Serve with rice ( of your choice of course)
- you can use any vegetable you have on hand as long as it makes up roughly 6 cups of vegetables. I like to switch up the veggies every time I make this depending on what I have on hand. It always turns out delicious.
- If you use frozen vegetables let them thaw a few hours before using and drain completely.
- If you want a bit of crunch to this dish you can add in some slivered almonds or cashews to this dish. I tend to stick to slivered almonds as it is a more delicate crunch and what I tend to enjoy more in this dish.
- If you like to heat this dish up a notch add some gochujang ( use a small amount first and work your way up to a spicer heat) into the sauce mixture and mix until well dissolved before adding to the veggies.

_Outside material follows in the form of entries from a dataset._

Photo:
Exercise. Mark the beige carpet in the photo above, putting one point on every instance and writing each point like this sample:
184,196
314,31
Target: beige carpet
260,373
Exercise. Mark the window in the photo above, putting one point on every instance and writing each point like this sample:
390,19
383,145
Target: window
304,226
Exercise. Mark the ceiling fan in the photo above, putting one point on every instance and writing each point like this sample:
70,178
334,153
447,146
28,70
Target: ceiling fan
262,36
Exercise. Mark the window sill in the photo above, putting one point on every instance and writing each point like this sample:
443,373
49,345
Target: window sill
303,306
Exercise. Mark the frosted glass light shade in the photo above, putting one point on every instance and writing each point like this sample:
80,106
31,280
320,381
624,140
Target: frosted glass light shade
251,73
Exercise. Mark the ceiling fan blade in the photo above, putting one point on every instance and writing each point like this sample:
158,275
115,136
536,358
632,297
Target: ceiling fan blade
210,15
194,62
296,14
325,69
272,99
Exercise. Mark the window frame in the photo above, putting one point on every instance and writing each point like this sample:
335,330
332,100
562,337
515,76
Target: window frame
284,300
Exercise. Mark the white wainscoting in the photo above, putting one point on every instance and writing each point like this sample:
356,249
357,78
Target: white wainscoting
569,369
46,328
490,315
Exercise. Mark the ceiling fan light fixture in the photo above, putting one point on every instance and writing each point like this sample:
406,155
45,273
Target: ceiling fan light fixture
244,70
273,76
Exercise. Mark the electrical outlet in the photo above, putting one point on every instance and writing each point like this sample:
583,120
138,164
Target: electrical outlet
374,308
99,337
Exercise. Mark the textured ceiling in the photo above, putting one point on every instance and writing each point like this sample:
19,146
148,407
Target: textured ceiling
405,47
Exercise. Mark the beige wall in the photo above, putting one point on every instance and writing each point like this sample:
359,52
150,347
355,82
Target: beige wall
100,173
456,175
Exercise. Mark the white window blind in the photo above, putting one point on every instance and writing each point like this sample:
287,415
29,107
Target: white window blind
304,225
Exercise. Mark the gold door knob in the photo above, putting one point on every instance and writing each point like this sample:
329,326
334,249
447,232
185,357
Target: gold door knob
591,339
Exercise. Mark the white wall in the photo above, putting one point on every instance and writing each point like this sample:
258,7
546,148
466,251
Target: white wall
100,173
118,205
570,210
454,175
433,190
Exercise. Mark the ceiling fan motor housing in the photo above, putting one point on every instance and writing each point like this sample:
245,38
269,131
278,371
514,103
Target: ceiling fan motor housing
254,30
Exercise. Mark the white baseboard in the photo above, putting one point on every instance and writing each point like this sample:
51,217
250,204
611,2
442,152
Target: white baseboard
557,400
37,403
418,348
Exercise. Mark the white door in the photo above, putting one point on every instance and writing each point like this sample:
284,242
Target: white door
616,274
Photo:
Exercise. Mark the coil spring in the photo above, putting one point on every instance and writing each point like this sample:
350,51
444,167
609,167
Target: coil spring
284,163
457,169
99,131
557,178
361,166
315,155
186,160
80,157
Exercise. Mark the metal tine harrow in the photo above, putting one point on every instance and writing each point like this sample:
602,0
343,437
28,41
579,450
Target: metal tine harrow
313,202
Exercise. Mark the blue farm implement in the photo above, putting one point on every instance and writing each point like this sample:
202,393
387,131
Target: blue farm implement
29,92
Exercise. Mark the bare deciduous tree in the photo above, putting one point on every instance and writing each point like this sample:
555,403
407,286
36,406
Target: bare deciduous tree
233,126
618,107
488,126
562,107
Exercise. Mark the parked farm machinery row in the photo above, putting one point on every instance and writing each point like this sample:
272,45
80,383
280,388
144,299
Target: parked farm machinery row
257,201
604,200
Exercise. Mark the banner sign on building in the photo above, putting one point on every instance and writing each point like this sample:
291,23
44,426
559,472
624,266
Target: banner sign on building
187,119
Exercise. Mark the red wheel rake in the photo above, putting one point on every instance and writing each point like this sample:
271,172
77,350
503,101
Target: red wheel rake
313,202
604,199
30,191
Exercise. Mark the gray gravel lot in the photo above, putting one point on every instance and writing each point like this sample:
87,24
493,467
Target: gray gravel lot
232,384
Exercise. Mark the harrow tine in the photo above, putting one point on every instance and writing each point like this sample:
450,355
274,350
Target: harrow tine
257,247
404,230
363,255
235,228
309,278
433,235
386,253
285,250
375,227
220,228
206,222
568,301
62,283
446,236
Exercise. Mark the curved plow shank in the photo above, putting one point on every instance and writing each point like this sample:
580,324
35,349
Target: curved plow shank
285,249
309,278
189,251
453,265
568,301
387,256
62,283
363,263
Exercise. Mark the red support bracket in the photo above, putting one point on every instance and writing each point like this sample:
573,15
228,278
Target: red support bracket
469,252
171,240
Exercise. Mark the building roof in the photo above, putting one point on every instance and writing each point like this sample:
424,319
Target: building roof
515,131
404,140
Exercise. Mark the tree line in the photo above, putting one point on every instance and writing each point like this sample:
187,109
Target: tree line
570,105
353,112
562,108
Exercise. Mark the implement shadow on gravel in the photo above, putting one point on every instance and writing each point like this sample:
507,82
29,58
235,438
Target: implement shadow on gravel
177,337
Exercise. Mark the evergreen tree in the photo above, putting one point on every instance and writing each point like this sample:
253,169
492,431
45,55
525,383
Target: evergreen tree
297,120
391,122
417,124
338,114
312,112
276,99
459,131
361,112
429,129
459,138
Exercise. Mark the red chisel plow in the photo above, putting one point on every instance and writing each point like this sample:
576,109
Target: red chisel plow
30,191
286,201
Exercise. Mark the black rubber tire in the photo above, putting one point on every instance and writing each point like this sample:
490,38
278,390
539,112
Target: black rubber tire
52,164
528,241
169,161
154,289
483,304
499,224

- If you want a more umami flavor add some miso paste ( about 1 to 2 tsp depending on your tolerance) to the sauce mixture and dissolve into the mixture before adding to the veggies.
- No gochujang no problem add some sambal or red pepper flakes to your heat tolerance. The sambal is more readily available in most local grocery stores.You can find them in the asian section of your local grocer. You can also find them online on amazon as well.